President Trump is expected a sign an executive order giving armed troops the authority to intervene if U.S. personnel are endangered by migrants trying to cross the border, the officials said. The order doesn’t rule out use of deadly force.
The order could face legal challenges to determine if it violates a U.S. law that bars active duty military from conducting domestic law enforcement functions. The Posse Comitatus Act, first passed in 1878 and amended several times, is intended to limit the government’s ability to use military personnel within the United States except in natural disasters, terrorist attacks and other national emergencies.
Roughly 5,900 active duty soldiers and Marines were sent to border posts in California, Texas and Arizona shortly before the Nov. 6 election in one of the largest such deployments in decades. Most of the troops are unarmed and restricted from interacting with migrants, and critics — including some former senior military officers — condemned the operation as using active duty troops for partisan gain.
Trump’s expected expansion of their role is likely to deepen questions into whether he is trampling longstanding practices on the legal use of the military on U.S. soil, and raises the risk that a confrontation with unarmed migrants could escalate into deadly violence.

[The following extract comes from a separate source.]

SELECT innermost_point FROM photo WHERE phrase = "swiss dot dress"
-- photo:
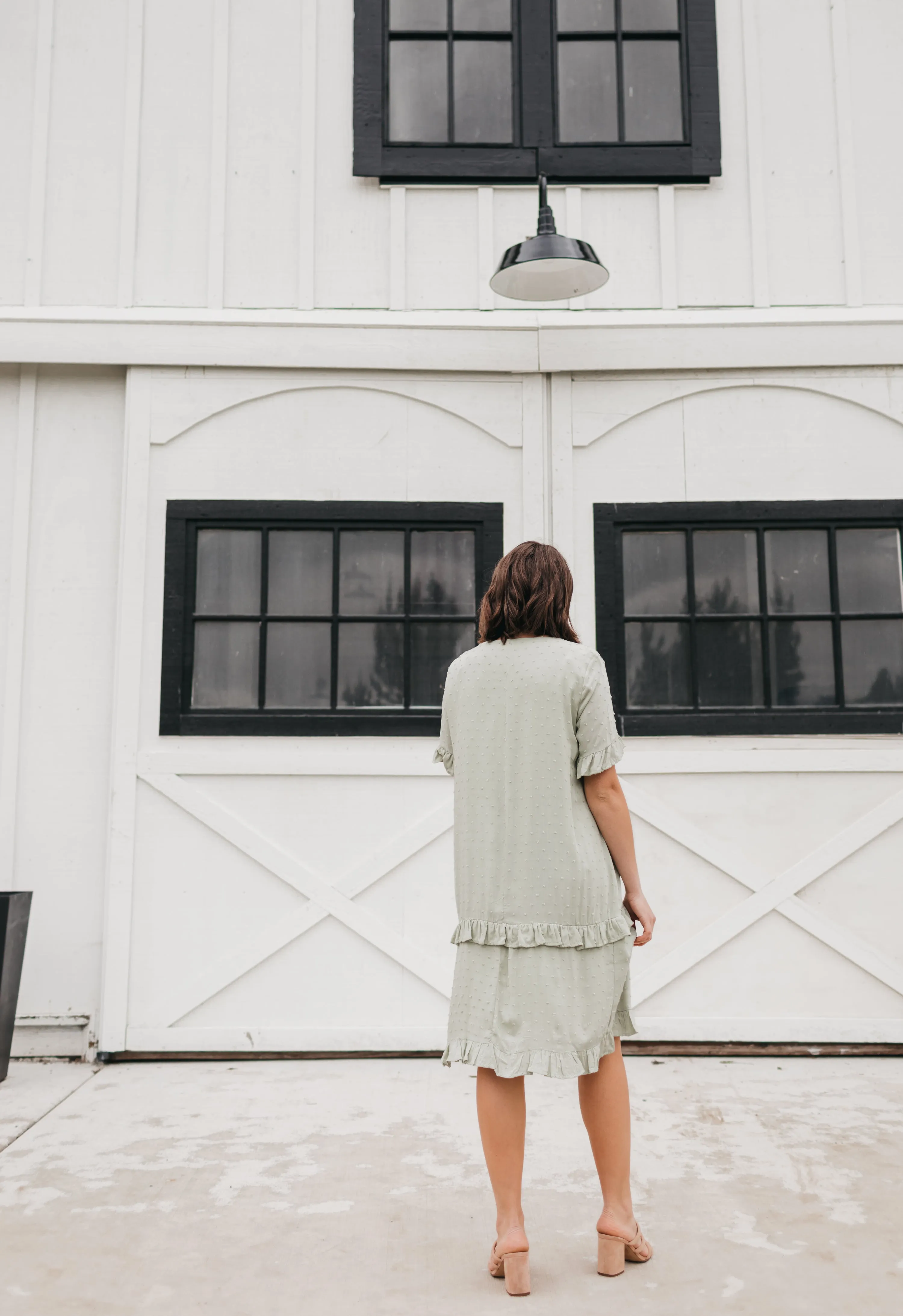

It also could lengthen the time at least some of those troops must spend away from home. Commanders previously have said they plan to withdraw all troops by Dec. 15 unless an extension is ordered. After news reports suggested that some troops could be withdrawn this week, the Pentagon pushed back and said some may be transferred to other border posts.
"We are continually assessing our resources and refining requirements,” the Army command based in San Antonio, Texas, that is overseeing the operation said in a statement Tuesday. “We may shift some forces … to engineering support missions in California and other areas. No specific timeline for redeployment has been determined.”
The deployment will cost about $72 million through Dec. 15, but the final cost “has yet to be determined and will depend on the total size, duration and scope” of the operation, according to Col. Rob Manning, a Pentagon spokesman.
So far, the troops on the border have been authorized only to protect other military personnel. Expanding that authority to help protect Border Patrol agents, who are also armed, would likely involve military police units, officials said.
Trump suggested last month that the military might open fire on anyone who threw rocks at them on the border, a statement he later amended, saying migrants who threw rocks would be arrested and prosecuted, not shot. The Border Patrol has long faced criticism that officers have used excessive force, including killing unarmed individuals.
Democrats stepped up their criticism of the deployment Tuesday, accusing Trump of deploying the military unnecessarily for partisan gain before the election by exaggerating the threat from caravans of Central American migrants. Several thousand people have arrived in Tijuana, near the the San Ysidro border crossing, but more are en route and are expected to seek asylum.
“It was not a respectful use of our military to take service members away from their duties and send them to the border as politicized props, and President Trump should not have done it,” said Rep. Adam Smith (D-Wash.), who is likely to take over as chairman of the House Armed Services Committee in January. “They should all be returned to their regular duties.”